アルペン、ジャリュス、シルヴァー、シジマ。

この4人が団を抜けた。

それぞれの理由は.......


「俺はハンスさんのカッケー所に惚れ惚れしてついてきたんだぜ?それが今じゃただの女の復讐狂いだ。やってられっかよ」


とアルペン。


「儂は王家と協力して何かをする、それが好きじゃったから付いてきたんじゃぞ?いっくらハンスさんには恩があれども、もう付いていけんわい」


とジャリュス。


「俺は前々からハンスさんが気に食わなかった。だから抜ける......決して、リリアが好きだったわけじゃねえ、それに王様がリリアを強姦だなんてするわけねえからな。もう信用できねえ」


とシルヴァー。

そして......


「先代は前王に借りがあった。拙者もジャリュスと似たような理由だ。ただの闇組織に属する気は毛頭ない。

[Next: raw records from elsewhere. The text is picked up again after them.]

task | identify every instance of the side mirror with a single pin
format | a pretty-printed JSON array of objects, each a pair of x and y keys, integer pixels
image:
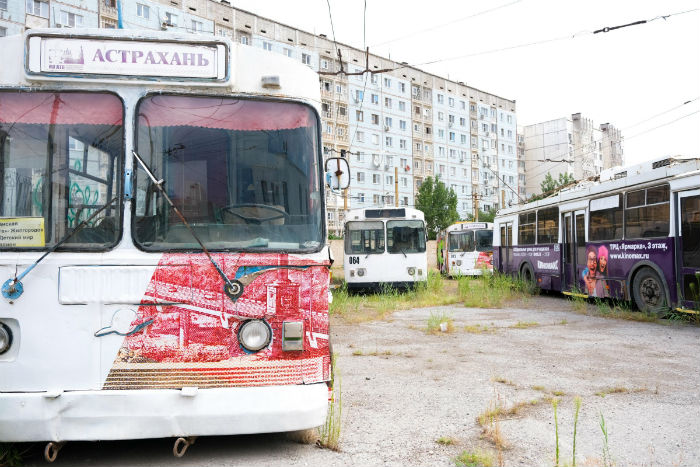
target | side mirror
[{"x": 337, "y": 174}]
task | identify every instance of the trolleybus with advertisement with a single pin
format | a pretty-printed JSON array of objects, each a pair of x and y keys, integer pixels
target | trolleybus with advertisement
[
  {"x": 163, "y": 253},
  {"x": 385, "y": 247},
  {"x": 634, "y": 235},
  {"x": 466, "y": 249}
]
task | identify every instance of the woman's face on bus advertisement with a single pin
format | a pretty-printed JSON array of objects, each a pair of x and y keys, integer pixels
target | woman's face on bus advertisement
[
  {"x": 603, "y": 263},
  {"x": 592, "y": 263}
]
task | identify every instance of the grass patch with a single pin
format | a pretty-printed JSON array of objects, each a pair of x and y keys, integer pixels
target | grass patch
[
  {"x": 358, "y": 308},
  {"x": 476, "y": 458},
  {"x": 492, "y": 290},
  {"x": 440, "y": 323},
  {"x": 329, "y": 433},
  {"x": 524, "y": 324},
  {"x": 479, "y": 329},
  {"x": 446, "y": 441}
]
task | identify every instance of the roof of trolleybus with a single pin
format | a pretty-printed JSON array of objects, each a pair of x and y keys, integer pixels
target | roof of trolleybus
[{"x": 648, "y": 173}]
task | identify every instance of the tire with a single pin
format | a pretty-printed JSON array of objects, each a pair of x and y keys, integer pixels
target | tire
[{"x": 649, "y": 292}]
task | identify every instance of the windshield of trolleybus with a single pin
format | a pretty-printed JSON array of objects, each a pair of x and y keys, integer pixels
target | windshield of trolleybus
[
  {"x": 244, "y": 173},
  {"x": 484, "y": 240},
  {"x": 60, "y": 161},
  {"x": 405, "y": 236}
]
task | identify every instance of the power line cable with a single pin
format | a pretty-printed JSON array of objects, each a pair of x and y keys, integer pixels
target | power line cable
[{"x": 458, "y": 20}]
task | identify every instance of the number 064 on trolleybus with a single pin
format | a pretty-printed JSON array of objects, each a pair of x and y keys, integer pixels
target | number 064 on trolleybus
[
  {"x": 163, "y": 253},
  {"x": 465, "y": 249},
  {"x": 633, "y": 236},
  {"x": 385, "y": 246}
]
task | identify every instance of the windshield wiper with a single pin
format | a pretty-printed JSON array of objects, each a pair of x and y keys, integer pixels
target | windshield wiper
[
  {"x": 13, "y": 288},
  {"x": 233, "y": 289}
]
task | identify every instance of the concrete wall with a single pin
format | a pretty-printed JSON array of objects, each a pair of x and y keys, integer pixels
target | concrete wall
[{"x": 337, "y": 249}]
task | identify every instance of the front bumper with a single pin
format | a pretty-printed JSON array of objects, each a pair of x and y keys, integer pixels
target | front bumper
[{"x": 160, "y": 413}]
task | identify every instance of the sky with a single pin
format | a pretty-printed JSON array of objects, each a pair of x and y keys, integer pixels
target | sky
[{"x": 643, "y": 79}]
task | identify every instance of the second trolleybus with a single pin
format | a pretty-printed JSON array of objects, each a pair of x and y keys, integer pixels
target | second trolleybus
[{"x": 385, "y": 247}]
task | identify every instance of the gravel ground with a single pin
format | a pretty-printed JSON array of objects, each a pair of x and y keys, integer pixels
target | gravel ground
[{"x": 408, "y": 388}]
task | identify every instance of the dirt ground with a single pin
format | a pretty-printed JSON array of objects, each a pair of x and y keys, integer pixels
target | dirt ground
[{"x": 403, "y": 389}]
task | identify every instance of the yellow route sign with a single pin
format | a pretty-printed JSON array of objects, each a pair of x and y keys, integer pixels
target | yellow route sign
[{"x": 18, "y": 232}]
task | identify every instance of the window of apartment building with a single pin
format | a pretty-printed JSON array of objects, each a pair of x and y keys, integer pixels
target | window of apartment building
[
  {"x": 71, "y": 19},
  {"x": 34, "y": 7},
  {"x": 198, "y": 26},
  {"x": 143, "y": 11}
]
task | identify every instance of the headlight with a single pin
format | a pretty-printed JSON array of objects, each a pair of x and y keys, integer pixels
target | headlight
[
  {"x": 254, "y": 335},
  {"x": 5, "y": 338}
]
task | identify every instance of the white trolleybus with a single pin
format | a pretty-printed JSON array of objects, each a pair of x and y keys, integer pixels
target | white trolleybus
[
  {"x": 635, "y": 235},
  {"x": 466, "y": 249},
  {"x": 163, "y": 254},
  {"x": 385, "y": 247}
]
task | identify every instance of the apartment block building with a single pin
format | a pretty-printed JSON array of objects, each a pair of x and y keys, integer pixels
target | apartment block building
[
  {"x": 572, "y": 145},
  {"x": 396, "y": 124}
]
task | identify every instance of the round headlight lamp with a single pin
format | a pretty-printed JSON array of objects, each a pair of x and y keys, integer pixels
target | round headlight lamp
[
  {"x": 254, "y": 335},
  {"x": 5, "y": 338}
]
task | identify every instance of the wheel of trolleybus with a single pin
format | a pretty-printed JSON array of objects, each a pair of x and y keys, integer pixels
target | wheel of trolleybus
[{"x": 649, "y": 292}]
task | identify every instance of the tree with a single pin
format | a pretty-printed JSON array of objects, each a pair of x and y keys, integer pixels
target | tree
[{"x": 438, "y": 203}]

暇を頂こう」


とシジマ。

2人が死に、4人が抜け.....9人いたハンスの仲間は3人だけとなり、

ハンス解放団は続いて行った。

俺も、出来ればそんなことはしたくなかったが、

市民に被害を出すようになった解放団を、抑圧したりした。

その度、俺はどこからかハンスが俺を睨みつけているようで嫌だった。

けれど.........


「俺にどうすりゃよかったんだ?」


俺は苦悩した。

結局王都の新市街も途中で計画は終了し、完成しなかった場所はスラム街となってしまった。

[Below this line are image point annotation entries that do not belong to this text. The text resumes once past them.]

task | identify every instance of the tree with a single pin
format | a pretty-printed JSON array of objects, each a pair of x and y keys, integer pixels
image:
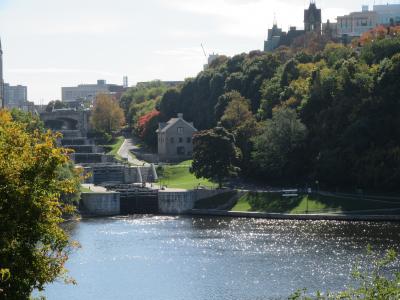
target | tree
[
  {"x": 236, "y": 113},
  {"x": 107, "y": 116},
  {"x": 33, "y": 247},
  {"x": 281, "y": 138},
  {"x": 147, "y": 126},
  {"x": 214, "y": 155}
]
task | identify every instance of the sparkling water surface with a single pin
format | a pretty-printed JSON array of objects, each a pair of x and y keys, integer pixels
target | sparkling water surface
[{"x": 171, "y": 258}]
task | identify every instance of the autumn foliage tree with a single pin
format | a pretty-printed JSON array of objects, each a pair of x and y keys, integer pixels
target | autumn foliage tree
[
  {"x": 33, "y": 247},
  {"x": 147, "y": 126},
  {"x": 107, "y": 116}
]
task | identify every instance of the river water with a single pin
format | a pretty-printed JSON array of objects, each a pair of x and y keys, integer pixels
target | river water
[{"x": 172, "y": 258}]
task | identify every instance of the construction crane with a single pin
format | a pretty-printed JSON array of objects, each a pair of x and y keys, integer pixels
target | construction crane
[{"x": 204, "y": 51}]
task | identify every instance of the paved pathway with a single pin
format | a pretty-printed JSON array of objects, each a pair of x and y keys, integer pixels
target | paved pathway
[{"x": 125, "y": 152}]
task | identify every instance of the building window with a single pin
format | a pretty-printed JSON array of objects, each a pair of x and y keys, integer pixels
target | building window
[{"x": 180, "y": 150}]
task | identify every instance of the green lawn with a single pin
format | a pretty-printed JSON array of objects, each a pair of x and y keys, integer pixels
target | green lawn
[
  {"x": 178, "y": 176},
  {"x": 275, "y": 203}
]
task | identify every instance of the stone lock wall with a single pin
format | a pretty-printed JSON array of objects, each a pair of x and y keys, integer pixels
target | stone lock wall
[{"x": 101, "y": 204}]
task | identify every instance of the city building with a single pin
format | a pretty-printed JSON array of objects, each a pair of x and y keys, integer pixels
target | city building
[
  {"x": 15, "y": 96},
  {"x": 175, "y": 139},
  {"x": 388, "y": 14},
  {"x": 312, "y": 18},
  {"x": 357, "y": 23},
  {"x": 1, "y": 77},
  {"x": 89, "y": 91},
  {"x": 330, "y": 30},
  {"x": 167, "y": 83},
  {"x": 312, "y": 23}
]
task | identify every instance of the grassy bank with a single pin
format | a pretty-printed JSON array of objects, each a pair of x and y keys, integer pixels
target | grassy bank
[
  {"x": 314, "y": 203},
  {"x": 178, "y": 176}
]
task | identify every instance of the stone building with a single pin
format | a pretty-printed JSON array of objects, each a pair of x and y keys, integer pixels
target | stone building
[
  {"x": 357, "y": 23},
  {"x": 388, "y": 14},
  {"x": 175, "y": 139},
  {"x": 312, "y": 18},
  {"x": 277, "y": 37}
]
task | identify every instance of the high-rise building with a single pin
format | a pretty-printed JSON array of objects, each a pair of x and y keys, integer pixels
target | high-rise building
[
  {"x": 1, "y": 77},
  {"x": 312, "y": 18},
  {"x": 89, "y": 91},
  {"x": 356, "y": 23},
  {"x": 388, "y": 14}
]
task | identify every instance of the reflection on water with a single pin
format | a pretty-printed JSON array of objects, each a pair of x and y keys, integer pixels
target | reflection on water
[{"x": 146, "y": 257}]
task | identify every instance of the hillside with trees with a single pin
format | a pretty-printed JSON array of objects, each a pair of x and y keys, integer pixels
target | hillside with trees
[{"x": 300, "y": 116}]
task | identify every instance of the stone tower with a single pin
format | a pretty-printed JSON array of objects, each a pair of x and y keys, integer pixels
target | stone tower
[
  {"x": 312, "y": 18},
  {"x": 1, "y": 77}
]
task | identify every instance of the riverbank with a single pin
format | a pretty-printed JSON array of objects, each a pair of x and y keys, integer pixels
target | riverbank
[{"x": 305, "y": 217}]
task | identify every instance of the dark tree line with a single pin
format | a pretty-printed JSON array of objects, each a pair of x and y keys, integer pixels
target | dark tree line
[{"x": 301, "y": 116}]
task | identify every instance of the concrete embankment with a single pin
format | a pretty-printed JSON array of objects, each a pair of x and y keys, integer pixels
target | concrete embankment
[{"x": 278, "y": 216}]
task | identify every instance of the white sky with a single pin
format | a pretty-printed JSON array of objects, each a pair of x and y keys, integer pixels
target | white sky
[{"x": 48, "y": 44}]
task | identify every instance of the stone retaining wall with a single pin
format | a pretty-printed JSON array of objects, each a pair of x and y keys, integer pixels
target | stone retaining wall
[
  {"x": 180, "y": 202},
  {"x": 101, "y": 204}
]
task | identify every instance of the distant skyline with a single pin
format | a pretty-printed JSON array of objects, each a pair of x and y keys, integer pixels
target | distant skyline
[{"x": 48, "y": 44}]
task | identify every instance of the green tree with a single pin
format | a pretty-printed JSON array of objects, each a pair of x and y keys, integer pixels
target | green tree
[
  {"x": 107, "y": 116},
  {"x": 33, "y": 247},
  {"x": 281, "y": 140},
  {"x": 214, "y": 155}
]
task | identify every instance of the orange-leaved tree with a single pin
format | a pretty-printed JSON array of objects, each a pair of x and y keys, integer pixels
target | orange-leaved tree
[{"x": 33, "y": 247}]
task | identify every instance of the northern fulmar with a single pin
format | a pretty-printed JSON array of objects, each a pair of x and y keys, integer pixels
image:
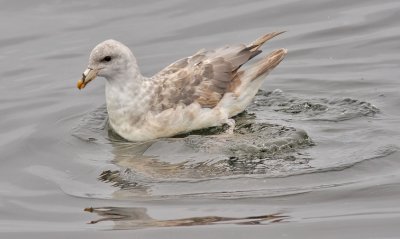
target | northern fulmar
[{"x": 199, "y": 91}]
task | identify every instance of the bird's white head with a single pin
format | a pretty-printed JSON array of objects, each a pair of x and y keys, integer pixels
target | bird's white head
[{"x": 108, "y": 59}]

でも、俺はハンスにどうしてやればよかったんだろうな。

ただの大学生だった俺に.........













それから数十年が経ったある日、俺はある噂を耳にした。

それは、魔導飛行船がいきなり翼竜に襲われ、少女がそれを一人で撃退したという話だ。

王宮騎士に調べさせたり、影のものに調べさせたりとしたが、

決して酒の席で広まった噂では無かった。

翼竜の死体も、目撃証言も過剰なほど集まった。

その少女の名は.......


「ユカリ・アキヅキ・フォール..........」


『ユカリ』。

まさか、〈武器王〉がこの世界に来ているのか?

興味を持った俺は、謁見に同行することにした。

そして。


(確かに、ユカリだ..........)


懐かしさを覚えたが、

俺が転生者だという事は誰も知らない。

もしこの”ユカリ”が俺の知る〈武器王〉ではないのなら、俺は問題発言をしてしまうことになる。

俺は話しかけたい気持ちをぐっとこらえ、

その場をやり過ごした。

さらにさらに、転換は続く。

最近は落ち着いてきていた解放団が、急に僅かな乱れすらなくなりを潜めたのだ。

不思議に思った俺が、昔から解放団に忍ばせている奴に尋ねると.....


「ああ、ウチらが最近落ち着いてるのは、団長が女に惚れて骨抜きにされちまったからよ。その女の方針で、俺らは悪事なんぞ働きたくても働けねえよ。団長に殴り殺されちまうからな」


そいつはそう語った。

そんな馬鹿な、あのユーリ一筋で王すら裏切った奴が女にそうホイホイ惚れるわけが.....

そいつの名は!?

俺が尋ねる前に、そいつは言った。


「あ、そうそう思い出した。その女はユカリって言うんすよ。ユカリの姐御、姐御って団長がいつも言ってる」


......やっぱり、ユカリは俺の知ってるユカリなのかもしれない。

だが、王の俺が一応貴族とはいえ自由に行動しまくるユカリに会う機会はない。

呼びつけることは出来るが、必ず我が息子のジルベールが同行する。

俺の下半身が信用できないんだろうな。.........今の俺はそんなことしないのに、ぐすん。


「入れ」

「はっ」


そんなある日、ユカリに付けた女騎士のエルミアが報告を持ってきた。

あの死んだアルモスの娘で、剣の技術は兄にも負けないほどだ。

将来有望だが、女ゆえに苦労も多いらしい。

そんなエルミアが報告を俺にする。

最近のユカリの動向を逐一報告してくれるのだが......


「総合大会か......」

「そうです。クラン『エターナル・バンド』のほぼ全員で参加するようです」

「そうか、分かった。もう下がっていい」

「はっ、カーラマイアに栄光あれ」


エルミアはそう言って部屋を後にした。


「総合、大会か.........」


示威としてハンスらも出場するらしいこの大会。

俺は、執務室を後にし、自分の寝室へと戻る。

全てが始まったこの部屋。

その奥の戸棚に手をかける。

その中には........


「俺も、過去との決着を付けよう、それにあの『ユカリ』..........俺が、見極める」


かつて使っていた、平民が持つような剣が立てかけられていた。

俺はそれを手に取り、部屋を後にした。